那士兵的话音一落,众人不由瞬间哗然起来,陈仲路不只是做了皇帝,而且还要拉拢魏满,封他为一等大将军,若是再往上,恐怕就是丞相了。
魏满听到这里,突然“哈哈”大笑起来,说:“大将军?”
魏满一脸轻佻笑容,似乎十分随和,好像听到了什么有意思的顽笑事儿,就在下一刻,“嗤——!!”一声,腰间倚天宝剑猛地出鞘,银光一闪,以迅雷不及掩耳之势,剑锋一转,那陈仲路的士兵根本没能开口多说一个字儿,便发出“嗬!”的一声,瞪着眼睛,身子向后一仰。
“咚!!!”
直接倒在地上,双眼圆睁,瞪着夕阳西下的天空,脖颈间“呲呲”的喷着血,一动也不动了。
魏满出手快极,“嗤——”又是一声,直接将佩剑收回剑鞘,慢条条的抽出一条手帕,并不是擦拭自己身上的血迹,反而递给林让,让他擦拭一下飞溅在衣袍上的血迹。
在场众人都发出轻微的“嗬……”一声抽气,瞠目结舌的看着地上的死尸,与染血的“圣旨”。
林让则是淡漠的接过魏满递给自己的手帕,轻轻擦了擦自己的衣角,血迹染着衣角上擦不掉,这才微微蹙了蹙眉,似有些不欢心。
事情瞬间混乱起来,魏满当场处决了陈仲路的叛兵,轰然一声,燕州府署的城门突然打开,有人从里面大喊着:“不要打,是误会,是误会——!!”
陈继竟然派人出来投降了!
趁着陈仲路僭越天子的时机,陈继也真是会见缝插针,派人跑出来投降。
谋士大喊着:“误会!是误会!”
那谋士遥遥的又喊:“我们主公忠心耿耿,绝没有不敬天子的意思,前些日子是因着主公抱恙在身,才没能入京拜见天子,还请魏公明鉴啊!”
陈继早不服软,晚不服软,刚刚好现在服软儿。
魏满如果现在撤兵,似乎有些不甘心,好不容易集结了这么多人攻打陈继,不出意外,如果速战速决,陈继定然没有后路。
但如今陈仲路竟然杀出来捣乱,而陈继又是个“能屈能伸”的,突然投降,魏满瞬间陷入两难的境地。
撤兵,魏满不甘心。
但不撤兵,小皇帝已经发出诏书,请联军调转矛头,平定陈仲路。
魏满的脸色黑的可以,林让便朗声说:“陈公说误会就是误会,说投降就投降?我们将军为何没看到半点子陈公的诚意呢?”
那谋士听到林让的质问,似乎早有准备,服软儿好处还是要准备的,这点子肯定上道儿才行。
谋士赶紧说:“骠骑将军,我们主公的诚意那是十足的,只要魏公您肯退兵,主公愿意释/放俘虏……司马越!”
“司马越?”
“俘虏?!”
“司马少将军不是战死了么?”
司马伯圭听到“司马越”三个字,脑袋里“轰隆”一声,几乎裂开,比方才的鼓声还要振聋发聩,声音沙哑的说:“越儿!真的是越儿,他还活着!”
魏满蹙了蹙眉,与林让对视了一眼。
林让便说:“陈公一会儿生病,一会子误会,如今又说司马少将军是你们的俘虏,怕是没一句可信。

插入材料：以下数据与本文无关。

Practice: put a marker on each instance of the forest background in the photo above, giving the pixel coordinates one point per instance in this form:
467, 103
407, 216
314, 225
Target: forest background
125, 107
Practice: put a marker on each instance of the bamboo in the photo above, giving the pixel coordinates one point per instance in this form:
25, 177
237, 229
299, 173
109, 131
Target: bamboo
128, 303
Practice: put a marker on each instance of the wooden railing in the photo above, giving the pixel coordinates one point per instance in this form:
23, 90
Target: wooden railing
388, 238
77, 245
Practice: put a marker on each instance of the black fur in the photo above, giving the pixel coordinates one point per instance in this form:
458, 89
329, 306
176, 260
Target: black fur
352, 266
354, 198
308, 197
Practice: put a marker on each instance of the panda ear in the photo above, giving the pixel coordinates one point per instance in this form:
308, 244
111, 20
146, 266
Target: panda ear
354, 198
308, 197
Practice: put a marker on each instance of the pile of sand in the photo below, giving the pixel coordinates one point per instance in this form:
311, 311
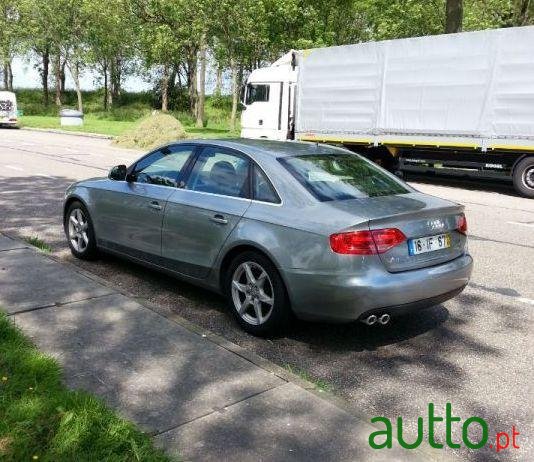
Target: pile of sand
152, 131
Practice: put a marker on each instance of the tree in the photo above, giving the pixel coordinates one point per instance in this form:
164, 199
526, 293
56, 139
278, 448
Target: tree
454, 14
11, 32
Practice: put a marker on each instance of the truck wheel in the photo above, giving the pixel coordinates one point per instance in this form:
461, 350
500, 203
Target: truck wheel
524, 177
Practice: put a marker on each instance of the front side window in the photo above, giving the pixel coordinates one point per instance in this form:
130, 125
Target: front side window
257, 93
163, 167
218, 171
331, 177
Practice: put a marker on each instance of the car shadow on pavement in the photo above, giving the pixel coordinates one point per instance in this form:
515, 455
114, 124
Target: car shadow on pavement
478, 184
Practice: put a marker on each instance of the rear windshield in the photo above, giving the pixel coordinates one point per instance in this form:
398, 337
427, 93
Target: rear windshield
333, 177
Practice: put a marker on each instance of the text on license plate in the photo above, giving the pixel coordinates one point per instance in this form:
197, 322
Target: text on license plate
429, 243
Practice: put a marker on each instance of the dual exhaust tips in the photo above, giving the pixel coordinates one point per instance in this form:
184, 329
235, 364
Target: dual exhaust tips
373, 319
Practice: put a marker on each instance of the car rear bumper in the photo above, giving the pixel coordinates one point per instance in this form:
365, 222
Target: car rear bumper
344, 298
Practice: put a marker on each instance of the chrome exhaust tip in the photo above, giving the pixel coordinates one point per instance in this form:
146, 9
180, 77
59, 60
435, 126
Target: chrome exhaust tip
370, 320
384, 319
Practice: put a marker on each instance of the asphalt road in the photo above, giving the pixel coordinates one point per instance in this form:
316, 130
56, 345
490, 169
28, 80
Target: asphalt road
474, 351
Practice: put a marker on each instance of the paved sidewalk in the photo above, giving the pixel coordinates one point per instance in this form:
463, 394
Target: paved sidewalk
200, 398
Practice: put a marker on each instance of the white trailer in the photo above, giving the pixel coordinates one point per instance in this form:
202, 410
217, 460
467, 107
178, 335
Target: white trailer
458, 104
8, 108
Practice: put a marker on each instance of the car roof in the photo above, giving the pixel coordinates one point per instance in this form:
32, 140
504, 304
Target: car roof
273, 149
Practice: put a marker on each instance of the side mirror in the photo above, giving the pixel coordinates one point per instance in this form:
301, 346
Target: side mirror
118, 173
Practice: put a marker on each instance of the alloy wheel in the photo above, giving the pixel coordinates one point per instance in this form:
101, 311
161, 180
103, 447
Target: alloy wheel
252, 293
528, 177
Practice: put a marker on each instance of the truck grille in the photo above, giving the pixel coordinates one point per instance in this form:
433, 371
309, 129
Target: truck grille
6, 106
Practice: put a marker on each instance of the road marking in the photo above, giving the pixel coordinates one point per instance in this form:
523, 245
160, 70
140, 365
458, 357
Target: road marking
530, 225
13, 167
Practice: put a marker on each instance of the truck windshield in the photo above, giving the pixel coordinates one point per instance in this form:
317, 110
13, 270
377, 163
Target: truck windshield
331, 177
257, 93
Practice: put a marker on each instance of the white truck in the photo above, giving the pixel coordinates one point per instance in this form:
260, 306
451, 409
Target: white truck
458, 104
8, 108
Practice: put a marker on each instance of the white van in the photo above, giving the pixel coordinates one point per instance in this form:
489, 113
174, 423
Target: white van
8, 108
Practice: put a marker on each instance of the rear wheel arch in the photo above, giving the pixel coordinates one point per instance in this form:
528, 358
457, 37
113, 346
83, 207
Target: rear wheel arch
239, 249
523, 166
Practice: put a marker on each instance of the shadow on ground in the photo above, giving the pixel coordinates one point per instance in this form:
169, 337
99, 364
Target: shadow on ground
470, 184
387, 371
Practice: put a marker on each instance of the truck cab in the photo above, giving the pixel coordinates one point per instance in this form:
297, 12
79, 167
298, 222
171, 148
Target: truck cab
269, 101
8, 108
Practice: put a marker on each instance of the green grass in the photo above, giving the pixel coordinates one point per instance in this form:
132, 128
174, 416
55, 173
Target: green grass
132, 109
41, 420
39, 243
320, 385
91, 124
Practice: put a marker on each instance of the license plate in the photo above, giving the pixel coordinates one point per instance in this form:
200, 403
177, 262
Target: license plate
429, 243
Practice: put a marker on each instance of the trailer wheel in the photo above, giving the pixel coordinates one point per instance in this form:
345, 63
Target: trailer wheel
524, 177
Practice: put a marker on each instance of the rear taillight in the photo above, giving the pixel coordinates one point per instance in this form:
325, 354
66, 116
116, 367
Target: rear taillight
461, 224
366, 242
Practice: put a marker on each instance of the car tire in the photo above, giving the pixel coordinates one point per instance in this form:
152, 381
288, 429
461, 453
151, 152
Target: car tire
266, 284
524, 177
80, 232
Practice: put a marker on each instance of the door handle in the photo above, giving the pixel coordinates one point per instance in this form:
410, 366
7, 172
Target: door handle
219, 219
155, 205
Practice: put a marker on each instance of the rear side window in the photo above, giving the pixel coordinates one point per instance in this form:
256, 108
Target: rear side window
257, 93
262, 188
331, 177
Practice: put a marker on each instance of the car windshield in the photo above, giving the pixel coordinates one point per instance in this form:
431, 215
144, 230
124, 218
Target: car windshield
331, 177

”
谋士大喊:“可信可信!”
他说着,招手说:“快!带人!”
很快,高大的城门楼上,两个士兵压着一个被反绑着双手的年轻人,踉踉跄跄的走了出来,慢慢出现在众人眼前……
第396章 难道是假的
“司马越!”
“是司马少将军!”
“少将军真的活着!”
司马伯圭的白马义从首先沸腾了起来, 不断的喧哗着。
司马伯圭仰头看着城门楼上的年轻人,心绪也突然激动了起来, 对魏满与林让说:“是越儿!绝对无错,是越儿!”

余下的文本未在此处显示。